这里说的王明,不是别人,就是那个在中共党史词典里被注明犯了数次机会主义错误的王明。
延安整风运动结束后,王明被逐出中共领导核心。后来王明去哪里了呢?包括中国法律界人士在内的的很多人都曾忽略了一个重要的史实:王明在中共建国前后直到他去苏联养病这段时间里,曾经担任过新中国的“立法大臣”,官至中央人民政府法制委员会主任委员,用当今时髦的表达方式,这个称呼后面还要加个括号 —— (正部级)。
法制委员会的主要工作,就是为中央人民政府起草各种法律和法规。我们后来从新中国老一辈司法领导人谢觉哉先生的日记中可以看到,当时不少法律起草和研究会议是在王明在北京的住所——孟公府胡同2号那间宽敞幽静的四合院里进行的 (见《谢觉哉日记》1949年4月10日和1949年7月28日)。这段时间里,王明在他的报告和文件中,署名皆用的是自己本来的名字 —— 陈绍禹。
从古罗马的年代开始,每当战争和革命的硝烟散尽,人们渴望娶妻生子的愿望便油然而生。新中国的成立,意味着战争年代的结束。城乡内外各类娶妻、休妻、退婚、再嫁等婚姻案件急剧增加,新政府迫切需要制定一部新的婚姻法。因此,制定一部婚姻法,就成了王明担任法制委员会主任委员后摆在案头的第一件立法工作。

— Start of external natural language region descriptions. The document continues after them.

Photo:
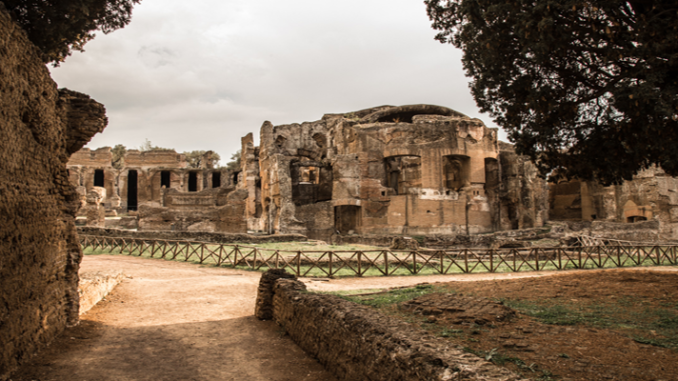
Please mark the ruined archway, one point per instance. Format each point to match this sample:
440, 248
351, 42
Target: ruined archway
403, 173
456, 171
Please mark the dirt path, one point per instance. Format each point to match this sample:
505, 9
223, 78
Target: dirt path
180, 321
173, 321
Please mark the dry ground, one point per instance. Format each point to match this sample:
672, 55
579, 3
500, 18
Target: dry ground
585, 326
173, 321
180, 321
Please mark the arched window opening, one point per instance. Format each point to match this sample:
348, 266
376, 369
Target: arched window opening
311, 182
98, 177
165, 179
216, 179
192, 181
402, 173
456, 169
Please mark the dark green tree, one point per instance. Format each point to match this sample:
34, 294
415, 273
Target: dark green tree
59, 26
587, 89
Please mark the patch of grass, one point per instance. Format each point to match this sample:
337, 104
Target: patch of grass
499, 358
392, 297
634, 316
549, 314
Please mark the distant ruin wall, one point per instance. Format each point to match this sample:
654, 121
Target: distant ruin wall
191, 236
39, 251
355, 342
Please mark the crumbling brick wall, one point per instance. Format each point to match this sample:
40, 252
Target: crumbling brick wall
355, 342
40, 127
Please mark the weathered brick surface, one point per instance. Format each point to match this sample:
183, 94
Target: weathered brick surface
39, 254
355, 342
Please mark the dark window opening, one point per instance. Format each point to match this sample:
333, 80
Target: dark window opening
632, 219
192, 181
402, 173
311, 182
132, 184
98, 177
457, 171
165, 179
216, 179
346, 219
491, 173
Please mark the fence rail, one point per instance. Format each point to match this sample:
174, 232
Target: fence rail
389, 262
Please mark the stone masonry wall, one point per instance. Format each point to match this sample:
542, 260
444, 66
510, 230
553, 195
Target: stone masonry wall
39, 255
355, 342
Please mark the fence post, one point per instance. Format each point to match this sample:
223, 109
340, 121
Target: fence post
360, 272
298, 263
466, 261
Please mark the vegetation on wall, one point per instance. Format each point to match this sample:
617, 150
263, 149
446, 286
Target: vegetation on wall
58, 27
587, 89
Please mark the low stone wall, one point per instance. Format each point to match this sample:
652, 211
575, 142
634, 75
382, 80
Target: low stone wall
357, 343
95, 286
191, 236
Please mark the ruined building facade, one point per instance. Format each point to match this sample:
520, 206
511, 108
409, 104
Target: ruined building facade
650, 196
413, 170
40, 127
161, 187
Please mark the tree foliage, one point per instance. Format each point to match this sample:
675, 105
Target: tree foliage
59, 26
587, 89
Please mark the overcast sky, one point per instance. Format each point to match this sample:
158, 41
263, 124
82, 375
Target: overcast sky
199, 75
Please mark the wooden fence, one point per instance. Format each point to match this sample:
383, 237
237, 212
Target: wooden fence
389, 262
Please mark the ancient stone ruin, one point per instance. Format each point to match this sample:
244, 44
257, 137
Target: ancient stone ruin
413, 170
651, 198
39, 250
417, 170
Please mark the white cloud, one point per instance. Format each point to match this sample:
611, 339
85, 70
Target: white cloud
202, 74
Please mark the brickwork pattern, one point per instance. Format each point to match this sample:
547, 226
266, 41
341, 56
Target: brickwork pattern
39, 250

然而,王明在制定婚姻法的过程中到底起了什么作用的问题,却在近年来引发了一些争议。
2001年,有一本名叫《环球文汇》的杂志转载了某位作者写的《毛泽东指定王明起草婚姻法》一文。当时,有一位名叫罗琼的前全国妇联领导人看到此文后十分不满。她特意写信给该杂志,严肃指出,婚姻法起草和修改过程中的大量工作是在邓颖超同志主持下由中央妇委进行的,罗琼本人也是参与起草者之一,王明没有参与起草,也没有参与讨论。全国妇联也对此事格外重视,还“本着对历史负责的态度”专门为此事报请中共中央文献研究室作了核查。中共中央文献研究室回复认为,罗琼同志的意见,基本符合实际。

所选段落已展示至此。